On Saturdays I try to spend time at my grandmother’s house quilting. We make a quilt for our church Christmas bazaar in December, which is a yearly event. It takes a long time to sew an entire quilt, and can take months or even the entire year to complete. A lot of the time it’s Gram, my Aunt Patricia Houttieker and myself sitting around the frame sewing. Three generations talking and sewing like in times of old.
I reap so much of the past from these sessions like family history, ideas about all sorts of things, and lots of personal opinions. Personal opinions always make me laugh later when I think back on them. What one person thinks, another may not, and we are much more open in our current era about what we think than people were in the past.
My grandmother pointed out while we were quilting, that my great-grandmother would host quilting at her home, and when her sister-in-law left she would take out her stitches and replace them with smaller tidier stitches. My opinion on this is wow, there are no quilts in our family with her sewing on them. That’s sad, but to my great-grandmother that was not an heirloom, it was a functional thing that needed to be as perfect as possible. Now those long ago beautiful quilts are coveted keepsakes that our family cherishes.
My point in all this is that in gardening we all have our opinions on what works and what will still be here in the future. For everyone, that is a different footprint we all choose to make. Most trees take generations to mature, so our vision is not in full fruition until many years down the road, when future owners of the property may wonder why in the world anyone would put a tree there and cut it down. Or they may cherish it and nurture it. It all depends on opinion and outlook. This spring, take a look around and think of who put what in your yard and why. Do you like their vision?
To continue with starting your plants indoors, plants started indoors have never been exposed to the ever-changing harsh environment of the outdoors. While the weather may seem fine to you, to a new seedling it is like throwing a newborn to the elements. It may or may not make it.
To insure a healthy plant, take your plants outside in the warmth of the afternoon and put them in the shade away from the wind. Bring them back inside prior to the temperature changing for the evening. Leave them out there for a few hours longer each day, gradually exposing them to a little more sunshine until they are okay in complete sunshine. This process usually takes about two weeks and the plants are ready to be transplanted to their permanent living space in your garden. If freezing temperatures are forecast, continue the process until the threat of frost is gone.
When transplanting seedlings potted in organic containers, cut the top of the container down to soil level to prevent the air from drying the container out and wicking all the moisture away from the seedling. Also, cut or punch small holes in the bottom of the container so the roots can grow outward.

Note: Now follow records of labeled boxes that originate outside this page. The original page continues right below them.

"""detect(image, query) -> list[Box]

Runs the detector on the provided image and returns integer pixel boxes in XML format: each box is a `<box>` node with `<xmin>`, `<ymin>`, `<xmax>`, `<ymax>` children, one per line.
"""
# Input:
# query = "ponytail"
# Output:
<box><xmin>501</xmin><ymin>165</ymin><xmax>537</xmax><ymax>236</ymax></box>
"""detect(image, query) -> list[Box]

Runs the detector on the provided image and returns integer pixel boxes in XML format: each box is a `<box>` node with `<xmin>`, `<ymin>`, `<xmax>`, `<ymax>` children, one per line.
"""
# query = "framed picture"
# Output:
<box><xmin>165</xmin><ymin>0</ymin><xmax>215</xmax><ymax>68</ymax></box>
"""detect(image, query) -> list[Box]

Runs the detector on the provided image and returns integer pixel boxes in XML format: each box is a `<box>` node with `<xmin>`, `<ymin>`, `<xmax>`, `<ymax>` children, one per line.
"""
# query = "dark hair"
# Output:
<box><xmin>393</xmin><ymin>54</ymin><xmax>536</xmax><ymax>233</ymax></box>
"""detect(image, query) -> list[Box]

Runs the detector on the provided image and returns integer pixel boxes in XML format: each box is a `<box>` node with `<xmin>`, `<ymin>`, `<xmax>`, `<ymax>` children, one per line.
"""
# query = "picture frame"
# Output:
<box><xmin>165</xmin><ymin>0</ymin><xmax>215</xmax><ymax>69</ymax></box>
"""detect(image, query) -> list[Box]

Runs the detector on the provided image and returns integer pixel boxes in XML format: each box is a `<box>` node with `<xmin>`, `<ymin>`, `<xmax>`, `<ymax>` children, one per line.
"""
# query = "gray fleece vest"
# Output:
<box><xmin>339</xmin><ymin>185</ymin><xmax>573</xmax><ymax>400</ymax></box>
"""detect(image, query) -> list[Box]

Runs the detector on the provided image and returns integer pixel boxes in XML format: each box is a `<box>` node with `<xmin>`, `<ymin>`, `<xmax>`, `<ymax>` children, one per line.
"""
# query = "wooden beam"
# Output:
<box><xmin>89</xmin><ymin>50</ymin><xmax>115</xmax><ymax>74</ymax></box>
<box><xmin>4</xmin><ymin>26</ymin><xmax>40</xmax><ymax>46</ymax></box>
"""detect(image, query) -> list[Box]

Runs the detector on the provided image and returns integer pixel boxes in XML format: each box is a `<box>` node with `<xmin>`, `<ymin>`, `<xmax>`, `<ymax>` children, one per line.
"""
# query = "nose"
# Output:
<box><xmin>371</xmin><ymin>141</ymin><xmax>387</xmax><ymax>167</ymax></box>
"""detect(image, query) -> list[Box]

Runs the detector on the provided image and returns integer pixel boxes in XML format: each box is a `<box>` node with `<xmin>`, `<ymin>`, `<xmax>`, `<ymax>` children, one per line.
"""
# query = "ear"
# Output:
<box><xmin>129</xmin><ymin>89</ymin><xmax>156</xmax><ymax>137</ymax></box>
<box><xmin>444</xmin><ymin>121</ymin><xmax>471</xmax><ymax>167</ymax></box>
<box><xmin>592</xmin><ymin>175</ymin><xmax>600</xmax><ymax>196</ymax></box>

Sometimes these containers don’t completely break down and can inhibit root growth, so the holes help the roots grow naturally. If you use toilet paper rolls there won’t be a bottom, so the roots will be free to grow at will.
There is no greater thrill than seeing your plants succeed. My uncle is currently growing a bean plant in his kitchen that has two blooms already. Obviously, you can be successful. Go for it, and inexpensive food is yours for the picking.